A provision in the 14th Amendment says thatany American official who has taken an oath to uphold the U.S. Constitution is disqualified from holding office if they engaged in “insurrection or rebellion” or they’ve “given aid or comfort” to anyone else who has. The Amendment was established following the Civil War.
During Wednesday’s two-hour hearing in Denver, the justices posed questions central to the case, including the definition of insurrection, whether the deadly January 6, 2021 riot on the U.S. Capitol was in fact an insurrection, and whether the 14th Amendment’s provision applies to a U.S. President.
Colorado is one of six states where legal action has been raised regarding Trump and the 14th Amendment.
Last month, the Minnesota state Supreme Court dismissed the insurrection clause as preventing Trump from running for office again. About a week later, a Court of Claims judge in Michigan similarly rejected the insurrection argument in that state.
The question of whether the former President is Constitutionally eligible to potentially hold office again may ultimately be decided by the U.S. Supreme Court.
The issue of the 14th amendment surrounding Trump’s elegibility for office entered the national debate in earnest in August after two renowned legal scholars on opposite sides of the political spectrum raised the Constitutional argument: liberal Harvard Law professor emeritus Laurence Tribe and conservative retired federal judge Michael Luttig.
Luttig, who lives in Colorado, has noted that the 14th Amendment’s section 3 “functions as a sort of constitutional immune system” meant to “keep those who have fundamentally betrayed the constitutional order from keeping or resuming power.”
Trump has said numerous times that if he wins reelection, he would pardon those convicted of crimes linked to the deadly January 6, 2021 insurrection on the U.S. Capitol while attempting to overturn President Biden’s 2020 electoral college victory.
However, Tribe has recently said that it’s “an error” to focus on January 6, for which Trump has denied any responsibility, when questioning his eligibility to be President again.
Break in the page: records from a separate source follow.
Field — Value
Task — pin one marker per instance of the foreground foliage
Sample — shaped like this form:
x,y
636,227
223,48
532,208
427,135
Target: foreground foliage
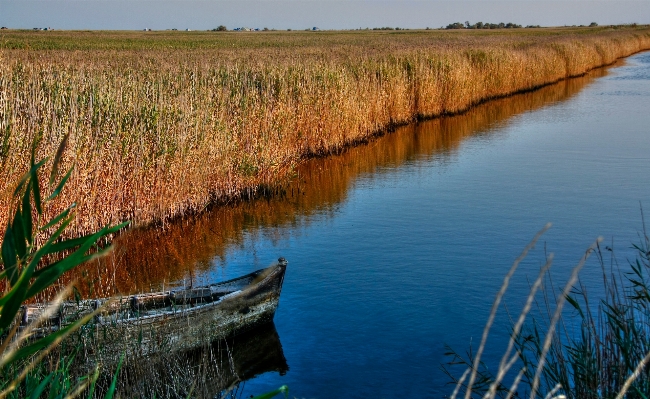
x,y
31,249
601,350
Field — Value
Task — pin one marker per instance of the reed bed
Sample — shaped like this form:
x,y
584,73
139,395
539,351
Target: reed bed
x,y
187,247
162,125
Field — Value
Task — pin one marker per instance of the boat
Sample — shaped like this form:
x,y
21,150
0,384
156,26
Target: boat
x,y
173,320
215,370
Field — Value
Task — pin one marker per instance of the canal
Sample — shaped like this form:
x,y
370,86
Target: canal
x,y
398,246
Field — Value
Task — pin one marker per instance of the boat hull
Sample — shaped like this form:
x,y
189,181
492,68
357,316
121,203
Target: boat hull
x,y
142,325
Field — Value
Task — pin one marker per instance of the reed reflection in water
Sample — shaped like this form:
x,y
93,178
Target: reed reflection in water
x,y
212,371
150,259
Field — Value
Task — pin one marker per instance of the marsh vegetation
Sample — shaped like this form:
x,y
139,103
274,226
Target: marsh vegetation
x,y
162,124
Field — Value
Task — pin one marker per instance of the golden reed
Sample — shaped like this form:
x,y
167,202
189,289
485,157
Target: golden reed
x,y
173,123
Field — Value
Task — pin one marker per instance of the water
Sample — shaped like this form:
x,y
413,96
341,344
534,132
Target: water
x,y
399,246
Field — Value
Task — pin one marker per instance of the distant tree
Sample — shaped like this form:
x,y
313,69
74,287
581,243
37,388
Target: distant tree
x,y
455,25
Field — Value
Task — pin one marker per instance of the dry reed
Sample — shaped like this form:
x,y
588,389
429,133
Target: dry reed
x,y
161,126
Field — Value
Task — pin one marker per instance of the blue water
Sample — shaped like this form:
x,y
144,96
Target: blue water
x,y
411,256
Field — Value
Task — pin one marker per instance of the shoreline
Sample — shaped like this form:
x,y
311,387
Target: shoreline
x,y
313,108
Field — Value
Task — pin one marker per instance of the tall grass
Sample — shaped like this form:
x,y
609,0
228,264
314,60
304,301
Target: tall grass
x,y
599,350
159,133
188,247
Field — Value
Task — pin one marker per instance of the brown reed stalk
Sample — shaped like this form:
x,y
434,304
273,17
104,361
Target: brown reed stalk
x,y
159,134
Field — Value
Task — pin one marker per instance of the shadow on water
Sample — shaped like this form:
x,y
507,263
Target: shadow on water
x,y
146,259
218,370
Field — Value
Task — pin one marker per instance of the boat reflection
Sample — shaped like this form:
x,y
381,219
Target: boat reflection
x,y
217,370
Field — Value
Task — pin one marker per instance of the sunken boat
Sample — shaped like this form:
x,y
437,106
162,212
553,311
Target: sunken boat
x,y
173,320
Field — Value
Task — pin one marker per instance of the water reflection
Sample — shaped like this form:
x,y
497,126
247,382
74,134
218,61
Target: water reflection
x,y
146,259
218,370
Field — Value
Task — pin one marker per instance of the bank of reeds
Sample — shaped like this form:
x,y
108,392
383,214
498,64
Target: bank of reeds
x,y
168,125
598,349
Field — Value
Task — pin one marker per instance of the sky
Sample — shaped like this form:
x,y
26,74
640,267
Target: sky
x,y
301,14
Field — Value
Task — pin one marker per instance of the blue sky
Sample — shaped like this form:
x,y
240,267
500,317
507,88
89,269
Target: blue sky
x,y
300,14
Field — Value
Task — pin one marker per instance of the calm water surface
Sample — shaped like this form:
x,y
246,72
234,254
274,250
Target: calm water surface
x,y
399,246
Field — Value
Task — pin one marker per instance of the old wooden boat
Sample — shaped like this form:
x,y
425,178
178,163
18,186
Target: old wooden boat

“It’s what he ADMITS—ATTEMPTING TO STAY IN POWER AFTER OFFICIALLY LOSING THE ELECTION—that DEFINES ‘insurrection against the Constitution of the United States,'” Tribe explained on social media last month.
In another thread Tribe elaborated, writing that “what Trump tried to do by holding onto the presidency by any means possible, from fake electoral slates to pressuring Pence to reject lawfully certified slates to fomenting violence on Jan 6, amounted to a classic case of a failed coup against the Constitution itself and not just an attempt to overthrow an agency of the government…Trump sought to seize the government for himself rather than to dismantle it, a distinction without a difference when it comes to the text and purpose of the Disqualification Clause of the 14th Amendment…”
Following the Minnesota ruling, Trump wrote on his platform Truth Social, “Congratulations to all who fought this HOAX!”
It was unclear when Colorado’s Supreme Court would issue a ruling in that state’s 14th Amendment case.